1. Eat what's in season.
What food grows where you are, and when is it at its peak? Produce is generally cheaper when it's in season in your area, even if you buy it at the local supermarket. It usually tastes better, too! For example, our own grocery stores are flooded with the most delicious local melons at the end of summer; it's almost a crime to eat them any other time of year. And I'll never forget the amazing artichokes we could get when we lived in California; I haven't seen a single fresh baby artichoke since I moved here.
2. Visit Farmers' Markets.
This is a no-brainer, really, and if there is a farmers' market in your area I bet you’re already going there. But did you know that you can sometimes score a really good deal right before the market closes? Workers usually don’t want to pack up and haul home all that unsold produce, and they might make you a deal if you stop by a few minutes before close.
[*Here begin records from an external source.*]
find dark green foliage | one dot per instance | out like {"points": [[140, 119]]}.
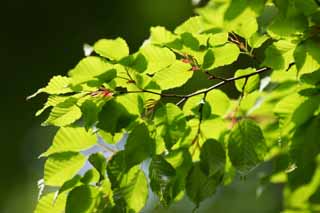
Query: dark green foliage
{"points": [[146, 108]]}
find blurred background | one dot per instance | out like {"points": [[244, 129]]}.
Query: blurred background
{"points": [[40, 39]]}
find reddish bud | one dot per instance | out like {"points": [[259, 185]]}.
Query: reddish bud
{"points": [[195, 68], [186, 60]]}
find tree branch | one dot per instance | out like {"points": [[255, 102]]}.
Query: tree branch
{"points": [[203, 91]]}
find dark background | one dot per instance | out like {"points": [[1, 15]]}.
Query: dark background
{"points": [[40, 39]]}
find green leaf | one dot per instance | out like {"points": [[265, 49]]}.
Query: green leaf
{"points": [[57, 85], [246, 146], [223, 55], [295, 110], [114, 49], [99, 162], [159, 35], [52, 101], [218, 101], [199, 186], [212, 158], [257, 39], [304, 150], [139, 145], [288, 23], [307, 57], [162, 179], [114, 117], [91, 176], [173, 76], [64, 113], [181, 161], [130, 187], [61, 167], [158, 58], [71, 139], [217, 39], [194, 25], [91, 108], [84, 199], [89, 69], [48, 204], [241, 18], [171, 124], [311, 78], [279, 55], [249, 85]]}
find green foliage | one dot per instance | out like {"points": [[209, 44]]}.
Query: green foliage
{"points": [[159, 130]]}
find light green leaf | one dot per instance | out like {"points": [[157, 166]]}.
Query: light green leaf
{"points": [[249, 85], [61, 167], [199, 186], [64, 113], [311, 78], [307, 57], [195, 25], [52, 101], [71, 139], [158, 58], [257, 39], [48, 203], [240, 18], [288, 23], [217, 39], [279, 55], [295, 109], [91, 176], [84, 199], [218, 101], [160, 35], [57, 85], [223, 55], [174, 76], [170, 123], [246, 145], [130, 187], [139, 145], [114, 117], [162, 179], [114, 49], [212, 158], [99, 162], [89, 68]]}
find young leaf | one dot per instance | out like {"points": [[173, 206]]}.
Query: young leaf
{"points": [[248, 85], [173, 76], [162, 179], [139, 145], [57, 85], [157, 58], [212, 158], [99, 162], [130, 188], [61, 167], [89, 68], [246, 146], [170, 123], [84, 199], [71, 139], [48, 204], [307, 57], [223, 55], [199, 186], [64, 113], [115, 49]]}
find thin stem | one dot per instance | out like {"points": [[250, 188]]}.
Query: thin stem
{"points": [[203, 91]]}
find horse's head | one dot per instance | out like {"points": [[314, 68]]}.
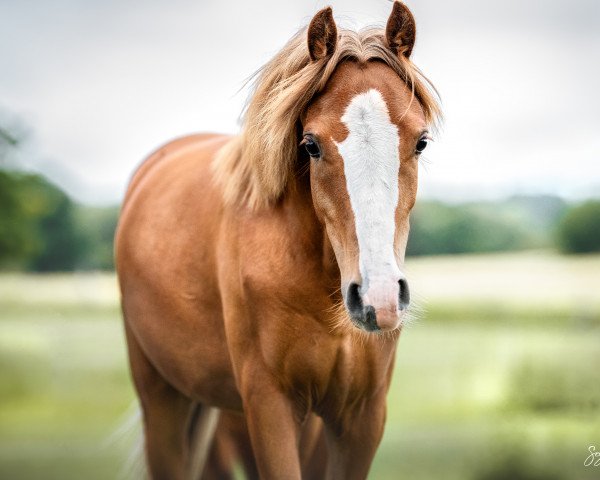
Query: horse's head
{"points": [[364, 133]]}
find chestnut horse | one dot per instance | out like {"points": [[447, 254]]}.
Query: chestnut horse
{"points": [[262, 273]]}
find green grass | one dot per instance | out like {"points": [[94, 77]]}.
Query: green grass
{"points": [[499, 378]]}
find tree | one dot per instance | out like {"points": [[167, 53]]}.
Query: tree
{"points": [[579, 229]]}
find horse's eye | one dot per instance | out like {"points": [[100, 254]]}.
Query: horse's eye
{"points": [[421, 145], [311, 146]]}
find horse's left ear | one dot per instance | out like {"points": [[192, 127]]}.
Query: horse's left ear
{"points": [[400, 31], [322, 35]]}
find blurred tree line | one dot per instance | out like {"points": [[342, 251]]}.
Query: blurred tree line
{"points": [[42, 229]]}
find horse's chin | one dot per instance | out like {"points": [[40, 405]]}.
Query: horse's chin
{"points": [[368, 321]]}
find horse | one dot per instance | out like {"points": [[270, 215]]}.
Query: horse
{"points": [[261, 275]]}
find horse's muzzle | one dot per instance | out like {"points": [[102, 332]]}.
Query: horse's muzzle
{"points": [[380, 308]]}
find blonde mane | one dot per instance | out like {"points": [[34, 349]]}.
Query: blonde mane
{"points": [[255, 167]]}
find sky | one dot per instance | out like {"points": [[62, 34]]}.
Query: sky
{"points": [[99, 84]]}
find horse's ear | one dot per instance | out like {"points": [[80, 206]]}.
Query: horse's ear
{"points": [[322, 35], [400, 31]]}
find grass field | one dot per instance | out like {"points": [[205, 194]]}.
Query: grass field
{"points": [[499, 379]]}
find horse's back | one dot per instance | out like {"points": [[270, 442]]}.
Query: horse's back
{"points": [[166, 257]]}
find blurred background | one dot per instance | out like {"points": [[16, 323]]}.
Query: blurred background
{"points": [[499, 378]]}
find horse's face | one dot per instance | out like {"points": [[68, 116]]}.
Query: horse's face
{"points": [[364, 134]]}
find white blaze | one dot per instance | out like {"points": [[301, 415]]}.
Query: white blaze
{"points": [[371, 167]]}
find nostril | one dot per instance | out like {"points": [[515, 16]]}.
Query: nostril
{"points": [[404, 295], [353, 300]]}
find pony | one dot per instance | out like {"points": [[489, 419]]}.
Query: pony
{"points": [[261, 275]]}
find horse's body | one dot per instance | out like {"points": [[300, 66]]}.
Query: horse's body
{"points": [[237, 307]]}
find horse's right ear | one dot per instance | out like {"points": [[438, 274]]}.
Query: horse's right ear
{"points": [[322, 35]]}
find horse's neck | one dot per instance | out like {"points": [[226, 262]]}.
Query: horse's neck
{"points": [[300, 213]]}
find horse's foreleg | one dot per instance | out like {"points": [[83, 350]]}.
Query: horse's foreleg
{"points": [[166, 413], [274, 429], [352, 448]]}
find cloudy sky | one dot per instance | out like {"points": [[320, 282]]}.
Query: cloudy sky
{"points": [[99, 84]]}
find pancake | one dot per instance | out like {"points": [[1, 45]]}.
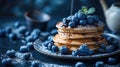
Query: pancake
{"points": [[88, 41], [80, 29]]}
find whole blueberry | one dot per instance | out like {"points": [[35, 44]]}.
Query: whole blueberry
{"points": [[30, 45], [71, 24], [22, 29], [29, 39], [7, 62], [99, 64], [11, 53], [26, 56], [35, 64], [17, 24], [23, 49], [109, 48], [64, 50], [49, 47], [54, 48], [90, 19], [81, 15], [13, 36], [80, 64], [75, 53], [112, 61], [83, 22]]}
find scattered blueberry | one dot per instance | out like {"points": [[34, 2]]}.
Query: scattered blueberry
{"points": [[17, 24], [109, 48], [75, 53], [71, 24], [35, 64], [30, 45], [80, 64], [11, 53], [29, 39], [64, 50], [81, 15], [26, 56], [83, 22], [23, 49], [54, 48], [7, 62], [112, 61], [99, 64]]}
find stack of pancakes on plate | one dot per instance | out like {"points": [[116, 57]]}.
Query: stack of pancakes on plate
{"points": [[73, 38]]}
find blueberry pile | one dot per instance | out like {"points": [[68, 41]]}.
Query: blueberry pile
{"points": [[80, 18]]}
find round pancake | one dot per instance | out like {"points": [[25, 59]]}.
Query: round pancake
{"points": [[88, 41], [80, 29], [71, 48], [79, 36]]}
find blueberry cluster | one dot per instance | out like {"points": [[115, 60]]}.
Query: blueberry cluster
{"points": [[82, 51], [80, 18]]}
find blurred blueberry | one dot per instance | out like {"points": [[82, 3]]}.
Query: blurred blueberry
{"points": [[29, 39], [83, 22], [54, 31], [35, 64], [75, 53], [11, 53], [13, 36], [23, 49], [71, 24], [26, 56], [81, 15], [22, 29], [64, 50], [109, 48], [30, 45], [99, 64], [50, 45], [54, 48], [80, 64], [7, 62], [112, 61], [17, 24]]}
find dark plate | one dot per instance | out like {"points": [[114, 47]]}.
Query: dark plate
{"points": [[41, 49]]}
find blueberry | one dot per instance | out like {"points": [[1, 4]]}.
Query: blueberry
{"points": [[64, 50], [90, 19], [80, 64], [11, 53], [17, 24], [83, 22], [13, 36], [111, 61], [26, 56], [22, 29], [71, 24], [99, 64], [8, 30], [81, 15], [30, 45], [109, 48], [75, 19], [83, 50], [54, 48], [7, 62], [29, 39], [75, 53], [65, 21], [50, 45], [23, 49], [35, 64]]}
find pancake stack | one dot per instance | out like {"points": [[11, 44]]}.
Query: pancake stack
{"points": [[73, 38]]}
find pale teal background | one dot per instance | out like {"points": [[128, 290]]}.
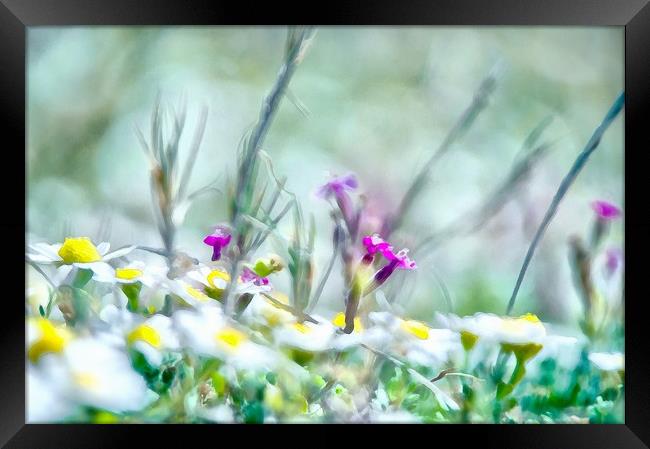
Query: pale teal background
{"points": [[379, 99]]}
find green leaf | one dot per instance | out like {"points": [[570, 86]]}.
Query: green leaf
{"points": [[253, 413], [82, 278], [132, 292]]}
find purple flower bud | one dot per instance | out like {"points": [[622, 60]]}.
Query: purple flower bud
{"points": [[249, 275], [397, 260], [605, 211], [374, 244], [614, 257], [337, 186], [218, 240]]}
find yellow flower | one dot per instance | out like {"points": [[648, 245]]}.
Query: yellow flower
{"points": [[415, 328], [230, 338], [339, 321], [127, 274], [50, 340], [144, 333], [79, 250]]}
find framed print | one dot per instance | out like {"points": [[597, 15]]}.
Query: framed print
{"points": [[416, 215]]}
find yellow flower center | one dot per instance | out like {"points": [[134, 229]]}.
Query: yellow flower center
{"points": [[127, 274], [79, 250], [522, 324], [217, 274], [531, 318], [51, 340], [416, 328], [232, 338], [196, 294], [302, 328], [339, 321], [144, 333], [86, 380]]}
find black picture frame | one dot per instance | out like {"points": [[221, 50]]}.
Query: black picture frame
{"points": [[634, 15]]}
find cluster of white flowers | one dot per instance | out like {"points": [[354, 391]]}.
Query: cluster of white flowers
{"points": [[81, 346]]}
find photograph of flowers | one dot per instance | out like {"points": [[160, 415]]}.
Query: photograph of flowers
{"points": [[325, 225]]}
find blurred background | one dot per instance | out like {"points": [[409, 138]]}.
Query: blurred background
{"points": [[376, 101]]}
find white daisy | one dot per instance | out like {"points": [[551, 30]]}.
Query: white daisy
{"points": [[306, 336], [153, 337], [262, 311], [208, 332], [415, 340], [132, 272], [77, 252]]}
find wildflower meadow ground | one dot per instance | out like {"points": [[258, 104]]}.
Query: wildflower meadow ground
{"points": [[236, 331]]}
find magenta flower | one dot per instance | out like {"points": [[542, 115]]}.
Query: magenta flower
{"points": [[249, 275], [338, 187], [605, 211], [399, 260], [374, 244], [218, 240]]}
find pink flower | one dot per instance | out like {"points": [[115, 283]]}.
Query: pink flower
{"points": [[400, 259], [218, 240], [605, 211], [374, 244], [249, 275], [396, 260]]}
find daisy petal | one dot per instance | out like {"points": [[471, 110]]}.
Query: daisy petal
{"points": [[103, 248], [119, 252]]}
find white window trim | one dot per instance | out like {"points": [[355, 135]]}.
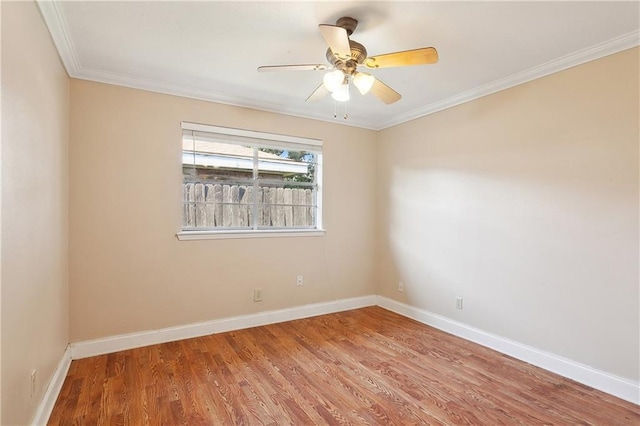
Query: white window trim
{"points": [[284, 140]]}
For example, my mom stopped by our local market last week when the sellers were packing to leave and bought two bunches of organic baby beets with greens for $1.00 each, and someone I met at a party told me he always shows up at the market at 12:15 and picks up produce for a steal. In fact he had just bought over 10 pounds of Rainier cherries for $9.00 (they are normally $4.00 or more a pound).
Heck, it’s no sure thing, but it's certainly worth a try!
3. Join a CSA.
A lot of my friends are trying out Community Supported Agriculture (CSA), where they pay a fee and become "shareholders" in a local CSA farm. They then receive a box of fresh produce every week all through the growing season. It's an adventurous way to eat, as you never really know what's coming week to week; you may end up discovering foods you never thought to try before, like Jerusalem Artichokes, say, or green tomatoes.
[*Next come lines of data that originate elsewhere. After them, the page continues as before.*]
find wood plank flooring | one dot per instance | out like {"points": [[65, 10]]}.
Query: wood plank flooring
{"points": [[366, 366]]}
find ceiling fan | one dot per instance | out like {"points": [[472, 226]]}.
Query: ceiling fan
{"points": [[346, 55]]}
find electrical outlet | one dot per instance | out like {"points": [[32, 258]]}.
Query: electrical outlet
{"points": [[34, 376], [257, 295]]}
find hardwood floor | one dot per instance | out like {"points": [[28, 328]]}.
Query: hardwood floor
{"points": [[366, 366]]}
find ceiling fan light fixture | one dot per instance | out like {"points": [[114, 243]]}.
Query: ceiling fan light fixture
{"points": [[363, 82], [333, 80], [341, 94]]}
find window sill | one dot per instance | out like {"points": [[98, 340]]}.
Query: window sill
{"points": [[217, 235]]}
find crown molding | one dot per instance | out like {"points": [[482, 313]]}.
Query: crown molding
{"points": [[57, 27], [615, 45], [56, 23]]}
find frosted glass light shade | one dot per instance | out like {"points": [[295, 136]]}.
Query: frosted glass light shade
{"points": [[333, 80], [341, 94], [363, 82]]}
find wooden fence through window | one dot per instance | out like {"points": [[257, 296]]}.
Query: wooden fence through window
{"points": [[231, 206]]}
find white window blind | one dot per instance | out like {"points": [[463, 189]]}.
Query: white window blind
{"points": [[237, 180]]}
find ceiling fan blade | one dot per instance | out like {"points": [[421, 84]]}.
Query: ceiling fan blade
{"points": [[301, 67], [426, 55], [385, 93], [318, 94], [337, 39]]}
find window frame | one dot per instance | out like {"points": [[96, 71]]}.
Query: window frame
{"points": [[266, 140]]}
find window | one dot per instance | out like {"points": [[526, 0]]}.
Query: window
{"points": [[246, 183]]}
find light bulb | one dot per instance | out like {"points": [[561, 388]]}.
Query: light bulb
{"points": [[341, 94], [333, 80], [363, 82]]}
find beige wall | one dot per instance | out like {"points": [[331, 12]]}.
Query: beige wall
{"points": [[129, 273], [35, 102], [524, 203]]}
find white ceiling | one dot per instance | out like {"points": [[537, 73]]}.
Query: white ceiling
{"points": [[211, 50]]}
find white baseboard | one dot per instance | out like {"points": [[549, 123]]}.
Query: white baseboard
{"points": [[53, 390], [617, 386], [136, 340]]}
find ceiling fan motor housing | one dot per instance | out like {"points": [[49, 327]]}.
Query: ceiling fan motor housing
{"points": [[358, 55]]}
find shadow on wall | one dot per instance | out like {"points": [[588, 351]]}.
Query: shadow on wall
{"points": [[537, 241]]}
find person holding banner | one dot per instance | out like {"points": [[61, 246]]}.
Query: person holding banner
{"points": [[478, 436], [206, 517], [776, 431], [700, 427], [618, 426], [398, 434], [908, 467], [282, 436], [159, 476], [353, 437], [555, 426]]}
If you have the money to pay upfront for a CSA share, it can be a great time and money saver. For example, my cousin's CSA cost $480 for 15 weeks. That sounds like a lot of money, but it comes to $32 per week for as much fresh food as he can possibly eat, without having to go to the grocery store or market.
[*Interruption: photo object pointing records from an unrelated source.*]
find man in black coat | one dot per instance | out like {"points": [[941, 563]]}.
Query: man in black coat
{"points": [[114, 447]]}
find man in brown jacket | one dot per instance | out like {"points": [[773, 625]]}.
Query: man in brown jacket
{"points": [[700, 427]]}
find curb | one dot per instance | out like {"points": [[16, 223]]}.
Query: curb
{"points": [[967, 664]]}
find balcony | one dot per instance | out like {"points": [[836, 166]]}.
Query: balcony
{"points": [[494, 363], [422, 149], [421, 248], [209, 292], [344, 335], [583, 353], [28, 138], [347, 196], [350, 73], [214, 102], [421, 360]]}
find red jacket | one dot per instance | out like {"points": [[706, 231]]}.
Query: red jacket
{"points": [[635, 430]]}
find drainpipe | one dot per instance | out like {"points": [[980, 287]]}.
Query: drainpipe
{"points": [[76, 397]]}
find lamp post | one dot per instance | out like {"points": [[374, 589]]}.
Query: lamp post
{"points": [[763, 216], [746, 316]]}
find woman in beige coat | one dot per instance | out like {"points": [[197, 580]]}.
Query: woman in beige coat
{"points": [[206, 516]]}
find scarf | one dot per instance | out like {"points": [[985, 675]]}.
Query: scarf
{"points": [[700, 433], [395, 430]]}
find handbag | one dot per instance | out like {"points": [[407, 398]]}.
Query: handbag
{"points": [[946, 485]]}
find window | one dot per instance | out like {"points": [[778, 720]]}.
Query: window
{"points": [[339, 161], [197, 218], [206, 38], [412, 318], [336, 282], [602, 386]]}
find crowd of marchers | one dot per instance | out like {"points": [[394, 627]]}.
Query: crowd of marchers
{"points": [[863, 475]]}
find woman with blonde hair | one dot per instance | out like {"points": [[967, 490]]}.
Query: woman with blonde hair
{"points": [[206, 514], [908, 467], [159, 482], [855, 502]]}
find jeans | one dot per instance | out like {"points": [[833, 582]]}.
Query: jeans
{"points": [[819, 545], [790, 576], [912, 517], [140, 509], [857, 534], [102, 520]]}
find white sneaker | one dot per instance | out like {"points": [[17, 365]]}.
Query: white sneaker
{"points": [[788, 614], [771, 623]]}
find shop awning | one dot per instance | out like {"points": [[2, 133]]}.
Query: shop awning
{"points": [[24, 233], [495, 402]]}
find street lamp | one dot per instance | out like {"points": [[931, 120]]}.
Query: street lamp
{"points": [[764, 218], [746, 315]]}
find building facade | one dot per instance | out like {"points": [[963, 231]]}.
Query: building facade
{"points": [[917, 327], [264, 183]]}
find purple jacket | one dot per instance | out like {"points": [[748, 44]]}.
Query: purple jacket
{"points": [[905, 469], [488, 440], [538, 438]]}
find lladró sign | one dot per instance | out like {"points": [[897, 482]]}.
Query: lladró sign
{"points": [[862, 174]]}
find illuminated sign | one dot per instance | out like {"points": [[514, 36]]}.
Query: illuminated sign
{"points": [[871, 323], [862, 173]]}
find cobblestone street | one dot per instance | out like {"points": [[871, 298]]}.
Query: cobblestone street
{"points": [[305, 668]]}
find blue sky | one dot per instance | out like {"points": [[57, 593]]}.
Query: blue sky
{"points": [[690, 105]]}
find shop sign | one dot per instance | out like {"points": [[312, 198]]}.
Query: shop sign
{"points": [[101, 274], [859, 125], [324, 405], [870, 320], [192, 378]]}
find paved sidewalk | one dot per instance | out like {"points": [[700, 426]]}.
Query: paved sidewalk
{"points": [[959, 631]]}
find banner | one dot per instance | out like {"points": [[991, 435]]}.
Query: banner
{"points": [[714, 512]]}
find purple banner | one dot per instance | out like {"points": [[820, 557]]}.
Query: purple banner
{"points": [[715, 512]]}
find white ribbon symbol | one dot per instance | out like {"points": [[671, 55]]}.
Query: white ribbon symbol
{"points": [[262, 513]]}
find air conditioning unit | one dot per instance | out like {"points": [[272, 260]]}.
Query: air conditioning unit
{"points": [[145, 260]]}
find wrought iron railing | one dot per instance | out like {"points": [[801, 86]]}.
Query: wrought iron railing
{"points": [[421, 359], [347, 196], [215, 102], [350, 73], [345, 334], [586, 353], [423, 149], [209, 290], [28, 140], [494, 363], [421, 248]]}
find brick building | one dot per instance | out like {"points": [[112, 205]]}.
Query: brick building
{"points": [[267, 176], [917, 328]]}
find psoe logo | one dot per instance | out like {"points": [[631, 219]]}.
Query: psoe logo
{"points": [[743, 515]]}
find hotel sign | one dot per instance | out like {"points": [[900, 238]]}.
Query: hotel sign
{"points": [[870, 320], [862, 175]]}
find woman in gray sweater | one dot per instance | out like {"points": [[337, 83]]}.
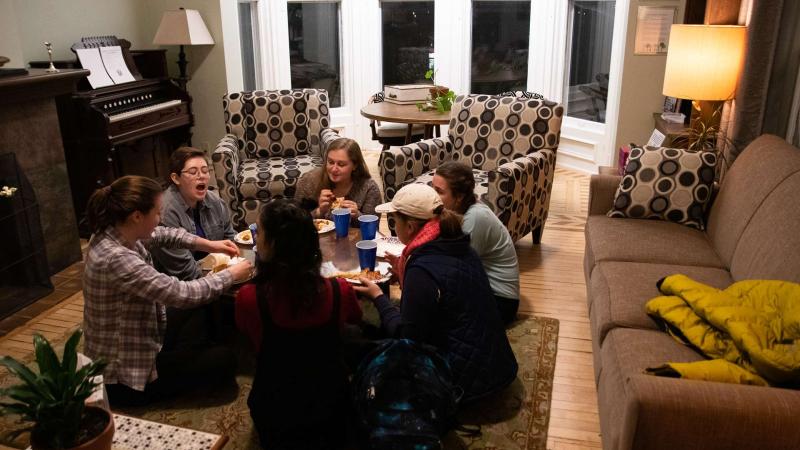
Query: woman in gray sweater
{"points": [[344, 182]]}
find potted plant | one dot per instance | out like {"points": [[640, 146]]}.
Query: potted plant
{"points": [[435, 90], [54, 399]]}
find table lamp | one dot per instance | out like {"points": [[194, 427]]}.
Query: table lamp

For more information on CSAs or to search for one in your area visit Local Harvest. (Thanks, Zach!)
4. Roadside Stands.
Keep your eye out for small fruit and vegetable stands along the roadside or in front of local farms and orchards. If you don't see any, you might try checking the classified ads in your local paper for "Produce".
5. Pick Your Own.
In addition to farm stands, check the classified ads for "U-Pick" farms and orchards. It's usually less expensive and it's a wonderful way to spend the afternoon with the kids. I'll never forget the fun of picking fruit with my family at local orchards, sitting on the tailgate with friends eating Red Delicious apples as big as our heads, or making ourselves sick on cherries.
6. Grow Your Own.
Do you have a yard, patio, porch, or sunny windowsill? If so, you can probably save some money by growing some of your own vegetables or herbs.
Here's a picture of our own work-in-progress. We have a very large yard and are continually ripping up lawn and putting in more garden beds. This year, with the rising cost of food and fuel, we got serious about fruits and vegetables and planted five large beds. So far we have 15 tomato plants, a pumpkin patch, cantaloupe, strawberries, basil, zucchini, peas, garlic, grapes, sweet corn (in the foreground, hopefully "knee high by the Fourth of July"), a raspberry/blackberry patch, an apricot tree, rhubarb, herbs, and flowers (I never want to run out of space for the flowers.)
How about you? Do you have more tips on saving money, exploring your own region, and becoming not just vegans but localvores as well?